On 2019-05-12, Aleksa Sarai <cyphar@cyphar.com> wrote:
> On 2019-05-12, Linus Torvalds <torvalds@linux-foundation.org> wrote:
> > On Sat, May 11, 2019 at 7:37 PM Andy Lutomirski <luto@amacapital.net> wrote:
> > > I bet this will break something that already exists. An execveat()
> > > flag to turn off /proc/self/exe would do the trick, though.
> > 
> > Thinking more about it, I suspect it is (once again) wrong to let the
> > thing that does the execve() control that bit.
> > 
> > Generally, the less we allow people to affect the lifetime and
> > environment of a suid executable, the better off we are.
> > 
> > But maybe we could limit /proc/*/exe to at least not honor suid'ness
> > of the target? Or does chrome/runc depend on that too?
> 
> Speaking on the runc side, we don't depend on this. It's possible
> someone depends on this for fexecve(3) -- but as mentioned before in
> newer kernels glibc uses execve(AT_EMPTY_PATH).
> 
> I would like to point out though that I'm a little bit cautious about
> /proc/self/exe-specific restrictions -- because a trivial way to get
> around them would be to just open it with O_PATH (and you end up with a
> /proc/self/fd/ which is equivalent). Unfortunately blocking setuid exec
> on all O_PATH descriptors would break even execve(AT_EMPTY_PATH) of
> setuid descriptors.
> 
> The patches I mentioned (which Andy and I discussed off-list) would
> effectively make the magiclink modes in /proc/ affect how you can
> operate on the path (no write bit in the mode, cannot re-open it write).
> One aspect of this is how to handle O_PATH and in particular how do we
> handle an O_PATH re-open of an already-restricted magiclink.
> 
> Maybe we could make it so that setuid is disallowed if you are dealing
> with an O_PATH fd which was a magiclink. Effectively, on O_PATH open you
> get an fmode_t saying FMODE_SETUID_EXEC_ALLOWED *but* if the path is a
> magiclink this fmode gets dropped and when the fd is given to
> execveat(AT_EMPTY_PATH) the fmode is checked and setuid-exec is not
> allowed.

... and obviously /proc/self/exe would have an fmode
~FMODE_SETUID_EXEC_ALLOWED from the outset. The reason for this slightly
odd semantic would be to continue to allow O_PATH setuid-exec as long as
the O_PATH was opened from an actual path rather than a magiclink.
Andy Lutomirski May 12, 2019, 2:34 p.m.
> On May 12, 2019, at 6:35 AM, Aleksa Sarai <cyphar@cyphar.com> wrote:
> 
>> On 2019-05-12, Linus Torvalds <torvalds@linux-foundation.org> wrote:
>>> On Sat, May 11, 2019 at 7:37 PM Andy Lutomirski <luto@amacapital.net> wrote:
>>> I bet this will break something that already exists. An execveat()
>>> flag to turn off /proc/self/exe would do the trick, though.
>> 
>> Thinking more about it, I suspect it is (once again) wrong to let the
>> thing that does the execve() control that bit.
>> 
>> Generally, the less we allow people to affect the lifetime and
>> environment of a suid executable, the better off we are.
>> 
>> But maybe we could limit /proc/*/exe to at least not honor suid'ness
>> of the target? Or does chrome/runc depend on that too?
> 
> Speaking on the runc side, we don't depend on this. It's possible
> someone depends on this for fexecve(3) -- but as mentioned before in
> newer kernels glibc uses execve(AT_EMPTY_PATH).

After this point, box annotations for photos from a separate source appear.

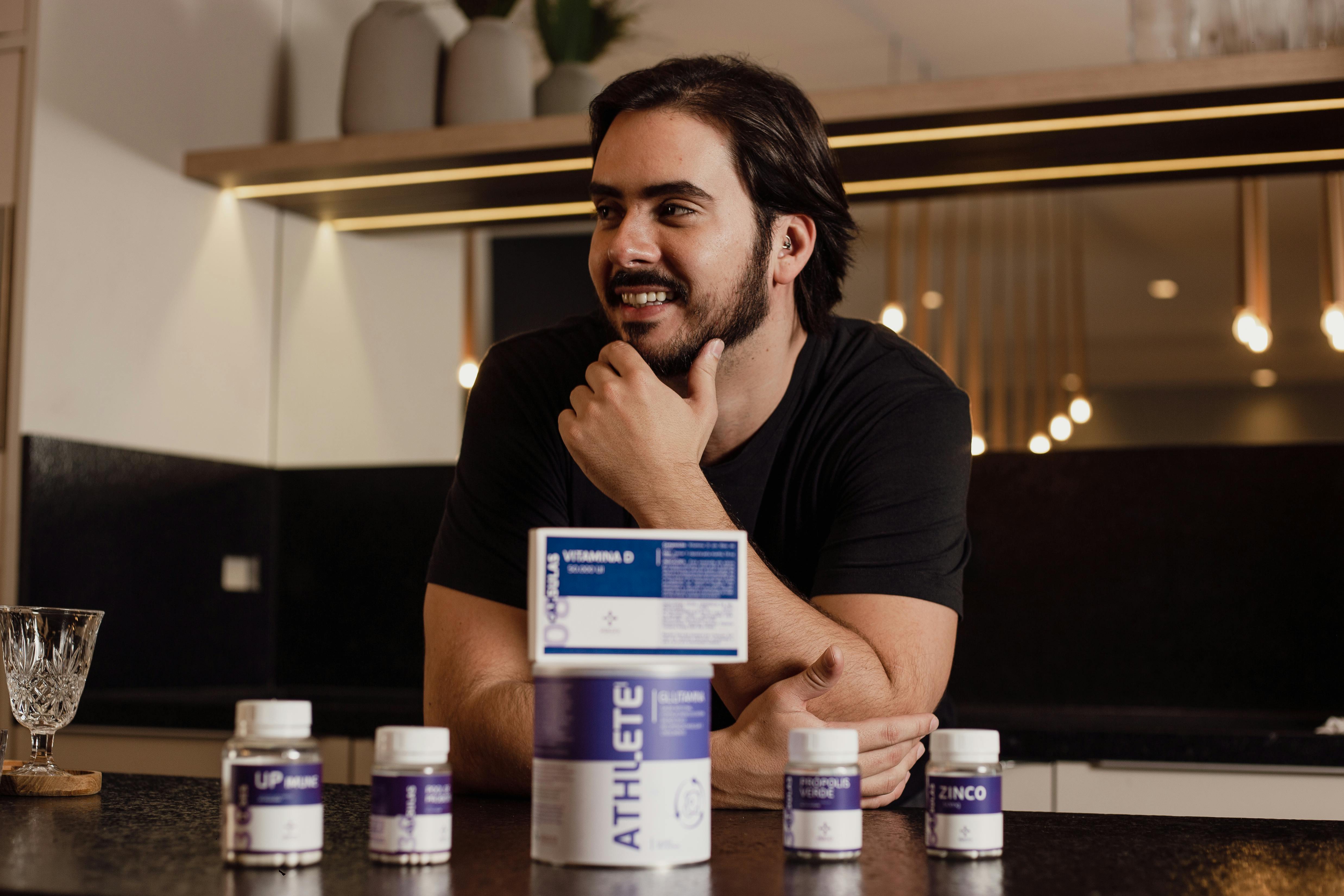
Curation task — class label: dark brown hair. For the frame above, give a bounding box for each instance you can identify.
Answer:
[589,56,856,333]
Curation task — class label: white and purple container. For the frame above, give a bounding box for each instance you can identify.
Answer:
[221,700,323,868]
[532,665,714,868]
[783,728,863,861]
[368,725,453,865]
[925,728,1004,859]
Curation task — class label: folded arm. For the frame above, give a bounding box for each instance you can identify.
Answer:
[425,584,532,794]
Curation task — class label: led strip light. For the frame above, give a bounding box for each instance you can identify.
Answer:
[232,98,1344,199]
[844,149,1344,196]
[332,149,1344,230]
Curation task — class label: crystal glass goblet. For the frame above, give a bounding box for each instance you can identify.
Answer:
[0,607,102,775]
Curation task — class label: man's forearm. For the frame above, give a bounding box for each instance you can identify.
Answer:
[425,681,534,794]
[630,470,910,720]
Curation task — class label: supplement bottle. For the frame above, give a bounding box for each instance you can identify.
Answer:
[532,665,714,868]
[221,700,323,868]
[783,728,863,861]
[368,725,453,865]
[925,728,1004,859]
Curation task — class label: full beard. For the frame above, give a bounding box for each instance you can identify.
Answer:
[605,231,770,379]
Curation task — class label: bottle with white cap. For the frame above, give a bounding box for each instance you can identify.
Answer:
[221,700,323,868]
[368,725,453,865]
[783,728,863,861]
[925,728,1004,859]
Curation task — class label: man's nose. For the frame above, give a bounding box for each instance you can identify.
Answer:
[606,215,661,267]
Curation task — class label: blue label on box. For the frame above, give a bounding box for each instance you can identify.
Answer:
[783,775,863,810]
[372,775,453,817]
[925,775,1003,815]
[532,677,710,762]
[230,763,323,807]
[546,536,738,599]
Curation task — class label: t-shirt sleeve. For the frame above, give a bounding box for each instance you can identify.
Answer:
[812,386,970,615]
[426,344,567,607]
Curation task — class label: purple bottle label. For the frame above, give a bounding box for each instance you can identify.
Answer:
[372,775,453,817]
[783,775,863,810]
[228,762,323,809]
[925,775,1003,815]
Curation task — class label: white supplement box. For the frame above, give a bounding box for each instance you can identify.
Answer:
[527,528,747,666]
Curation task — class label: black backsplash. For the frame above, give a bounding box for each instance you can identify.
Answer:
[19,436,276,689]
[20,436,1344,732]
[19,436,453,704]
[490,234,598,342]
[952,445,1344,717]
[277,466,453,688]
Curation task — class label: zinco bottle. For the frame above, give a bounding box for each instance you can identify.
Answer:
[925,728,1004,859]
[221,700,323,868]
[783,728,863,861]
[368,725,453,865]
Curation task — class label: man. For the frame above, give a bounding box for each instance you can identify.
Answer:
[425,58,970,807]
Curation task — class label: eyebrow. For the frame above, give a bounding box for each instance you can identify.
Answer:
[589,180,714,202]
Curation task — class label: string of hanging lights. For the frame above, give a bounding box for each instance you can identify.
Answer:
[1320,171,1344,352]
[880,193,1091,455]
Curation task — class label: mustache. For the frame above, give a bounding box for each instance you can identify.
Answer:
[605,270,691,306]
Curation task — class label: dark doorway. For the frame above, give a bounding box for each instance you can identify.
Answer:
[490,234,597,342]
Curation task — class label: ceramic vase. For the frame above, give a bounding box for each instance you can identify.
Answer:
[536,62,602,115]
[340,0,446,134]
[443,16,532,125]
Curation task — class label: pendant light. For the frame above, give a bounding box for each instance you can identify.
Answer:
[1232,177,1273,355]
[1028,193,1051,454]
[966,199,987,454]
[1065,200,1091,425]
[1320,171,1344,352]
[989,196,1012,451]
[912,199,933,352]
[457,227,481,389]
[1012,195,1039,447]
[880,202,906,333]
[936,200,962,386]
[1050,197,1074,442]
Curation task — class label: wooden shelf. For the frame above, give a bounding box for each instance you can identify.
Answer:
[183,48,1344,228]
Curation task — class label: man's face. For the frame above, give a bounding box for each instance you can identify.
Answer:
[589,110,770,376]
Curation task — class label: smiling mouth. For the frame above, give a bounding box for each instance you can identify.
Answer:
[621,290,668,308]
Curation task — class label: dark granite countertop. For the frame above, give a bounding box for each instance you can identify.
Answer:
[0,774,1344,896]
[75,685,425,737]
[957,704,1344,767]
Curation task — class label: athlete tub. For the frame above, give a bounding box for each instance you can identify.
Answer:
[532,665,714,868]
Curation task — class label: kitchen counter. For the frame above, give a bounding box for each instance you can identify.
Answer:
[0,774,1344,896]
[957,704,1344,767]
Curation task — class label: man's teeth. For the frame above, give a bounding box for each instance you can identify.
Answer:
[621,293,668,308]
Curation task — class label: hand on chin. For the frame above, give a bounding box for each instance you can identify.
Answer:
[559,338,723,518]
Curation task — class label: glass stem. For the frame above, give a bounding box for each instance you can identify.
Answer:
[28,731,56,766]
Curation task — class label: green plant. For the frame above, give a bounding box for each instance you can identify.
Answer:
[534,0,636,63]
[457,0,517,19]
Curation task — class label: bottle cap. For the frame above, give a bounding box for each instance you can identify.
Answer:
[374,725,448,766]
[789,728,859,766]
[234,700,313,737]
[929,728,999,764]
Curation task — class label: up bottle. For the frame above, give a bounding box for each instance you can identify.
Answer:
[368,725,453,865]
[221,700,323,868]
[925,728,1004,859]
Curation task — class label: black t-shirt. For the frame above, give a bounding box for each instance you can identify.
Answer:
[429,312,970,614]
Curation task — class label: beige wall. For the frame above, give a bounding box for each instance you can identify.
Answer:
[20,0,473,466]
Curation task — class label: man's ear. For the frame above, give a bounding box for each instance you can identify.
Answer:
[770,215,817,286]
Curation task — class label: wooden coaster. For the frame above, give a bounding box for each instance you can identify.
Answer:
[0,759,102,797]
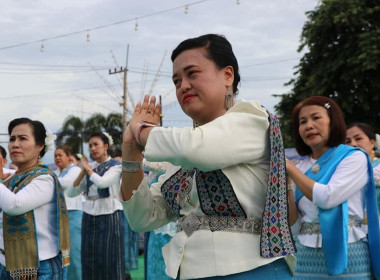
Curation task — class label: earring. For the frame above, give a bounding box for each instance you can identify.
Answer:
[225,88,234,110]
[369,150,375,161]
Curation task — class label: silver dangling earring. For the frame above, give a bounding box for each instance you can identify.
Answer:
[225,89,234,111]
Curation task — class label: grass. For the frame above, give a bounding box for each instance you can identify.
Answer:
[131,255,145,280]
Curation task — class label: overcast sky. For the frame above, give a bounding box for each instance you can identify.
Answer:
[0,0,318,162]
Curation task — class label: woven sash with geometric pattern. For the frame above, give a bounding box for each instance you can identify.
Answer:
[161,168,195,216]
[195,170,247,218]
[260,112,296,258]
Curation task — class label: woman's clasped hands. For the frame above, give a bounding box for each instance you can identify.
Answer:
[123,95,161,149]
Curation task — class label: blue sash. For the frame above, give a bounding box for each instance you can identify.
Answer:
[86,158,121,198]
[296,145,380,276]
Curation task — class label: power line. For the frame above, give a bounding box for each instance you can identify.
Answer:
[0,0,210,50]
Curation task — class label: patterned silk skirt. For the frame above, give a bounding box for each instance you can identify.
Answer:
[81,210,125,280]
[293,240,372,280]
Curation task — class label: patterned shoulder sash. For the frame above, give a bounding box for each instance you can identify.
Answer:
[260,111,296,258]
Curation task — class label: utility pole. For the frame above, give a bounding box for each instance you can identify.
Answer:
[108,44,129,132]
[159,95,164,126]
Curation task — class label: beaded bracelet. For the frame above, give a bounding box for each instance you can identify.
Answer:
[135,121,157,145]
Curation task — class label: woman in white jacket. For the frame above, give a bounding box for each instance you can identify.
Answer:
[122,34,294,279]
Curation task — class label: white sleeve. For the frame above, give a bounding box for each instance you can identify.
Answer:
[313,151,369,209]
[58,166,81,190]
[0,175,55,216]
[373,164,380,186]
[144,102,269,171]
[90,164,121,189]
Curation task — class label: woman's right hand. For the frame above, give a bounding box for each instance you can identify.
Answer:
[0,160,11,180]
[123,95,161,158]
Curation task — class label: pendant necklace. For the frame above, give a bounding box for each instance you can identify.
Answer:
[311,148,337,174]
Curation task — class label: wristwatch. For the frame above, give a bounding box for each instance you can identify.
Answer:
[121,160,142,173]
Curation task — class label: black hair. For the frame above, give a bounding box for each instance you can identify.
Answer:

Why are we concerned about suid?  Don’t we already block suid if the path being execed doesn’t come from the current mountns?  That should mostly cover the things we care about, no?

I suppose we could also block suid for deleted files, so that deleting a known-buggy suid binary becomes more reliable. But every sensible package tool should already be chmoding the suid away before unlinking.